Caroline es realmente sorprendente.

— ¿Por qué no? —inquirió con tono triunfal—. Veo el sendero que lleva a la puerta de tu consultorio desde esta ventana y tengo una memoria excelente, James. Mucho mejor que la tuya, deja que te lo diga.

— ¡Estoy convencido de ello!

Mi hermana prosiguió, contando con los dedos:

—Vino la vieja Mrs. Bennett y el muchacho de la granja que tenía un dedo herido; Dolly Grice, para que le quitaras una aguja que se clavó en el dedo; el camarero norteamericano del transatlántico. Déjame contar, llevamos cuatro. Sí, y el viejo George Evans, con su úlcera. Además...

Se detuvo de un modo significativo.

-¿Sí?

Caroline creó el climax apropiado y triunfal para sisear con su mejor estilo y ayudada por las muchas «eses» a su disposición.

—Miss Russell.

Se recostó en su silla y me miró fijamente. Y cuando mi hermana te mira así es imposible no darse cuenta.

—No sé a qué te refieres —dije, mintiendo con descaro—. ¿Por qué no había de venir miss Russell a consultarme respecto a su rodilla enferma?

— ¡Qué rodilla enferma ni qué narices! ¡Monsergas! Tiene la rodilla tan enferma como tú y yo. Lo que buscaba era otra cosa.

— ¿Qué?

Caroline tuvo que confesar que lo ignoraba.

— ¡Pero ten por seguro que eso es lo que Mr. Poirot deseaba saber! Esa mujer esconde algo y él lo sabe.

—Es la misma reflexión que Mrs. Ackroyd me hizo ayer —exclamé—. Decía que miss Russell tenía algo sobre su conciencia.

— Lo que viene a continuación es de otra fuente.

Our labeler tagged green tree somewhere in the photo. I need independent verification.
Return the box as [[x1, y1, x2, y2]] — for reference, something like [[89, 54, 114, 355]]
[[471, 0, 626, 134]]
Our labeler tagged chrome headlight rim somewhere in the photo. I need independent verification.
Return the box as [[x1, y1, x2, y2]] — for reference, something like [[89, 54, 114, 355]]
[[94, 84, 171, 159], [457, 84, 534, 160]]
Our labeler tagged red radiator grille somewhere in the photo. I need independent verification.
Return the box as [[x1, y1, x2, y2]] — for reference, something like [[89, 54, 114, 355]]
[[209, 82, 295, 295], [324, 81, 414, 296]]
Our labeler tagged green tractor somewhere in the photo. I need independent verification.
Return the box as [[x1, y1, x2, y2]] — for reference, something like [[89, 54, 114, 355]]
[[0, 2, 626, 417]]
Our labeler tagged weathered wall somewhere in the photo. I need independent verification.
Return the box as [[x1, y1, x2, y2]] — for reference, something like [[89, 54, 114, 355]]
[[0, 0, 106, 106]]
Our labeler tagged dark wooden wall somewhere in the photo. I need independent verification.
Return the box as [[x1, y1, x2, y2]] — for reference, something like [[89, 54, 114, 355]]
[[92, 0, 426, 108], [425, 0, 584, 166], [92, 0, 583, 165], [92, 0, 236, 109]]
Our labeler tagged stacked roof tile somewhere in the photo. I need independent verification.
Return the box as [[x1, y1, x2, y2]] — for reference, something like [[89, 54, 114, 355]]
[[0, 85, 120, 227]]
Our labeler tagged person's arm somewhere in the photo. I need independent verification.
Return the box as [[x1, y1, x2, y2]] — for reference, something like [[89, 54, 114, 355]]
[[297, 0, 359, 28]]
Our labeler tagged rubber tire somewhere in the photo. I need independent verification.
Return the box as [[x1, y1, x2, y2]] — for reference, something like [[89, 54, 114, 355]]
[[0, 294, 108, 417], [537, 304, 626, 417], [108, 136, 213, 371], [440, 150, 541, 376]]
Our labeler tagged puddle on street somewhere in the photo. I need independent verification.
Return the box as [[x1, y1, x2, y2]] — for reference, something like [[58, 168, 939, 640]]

— ¡Ah! —exclamó mi hermana misteriosamente—. Mrs. Ackroyd. ¡Otra que tal!

— ¿Otra qué?

Caroline rehusó explicar sus observaciones. Se limitó a asentir varias veces, dobló su labor y subió a su cuarto para ponerse la blusa de seda de color malva y el medallón de oro, que era su atuendo para cenar.

Me quedé mirando el fuego y pensando en las palabras de Caroline. ¿Habría venido Poirot en realidad para obtener informes sobre miss Russell, o la mente tortuosa de Caroline había interpretado sus reflexiones de acuerdo con sus propias ideas?

La conducta de miss Russell aquella mañana no había sido sospechosa, pero recordaba su insistencia sobre el tópico de las drogas y los venenos. Sin embargo, eso no probaba nada. Ackroyd no había muerto envenenado. Así y todo, era extraño.

Oí la voz de Caroline llamándome desde lo alto de la escalera:

—James, vas a retrasarte para la cena.

Eché carbón al fuego y subí obedientemente.

Conviene tener paz en casa a cualquier precio.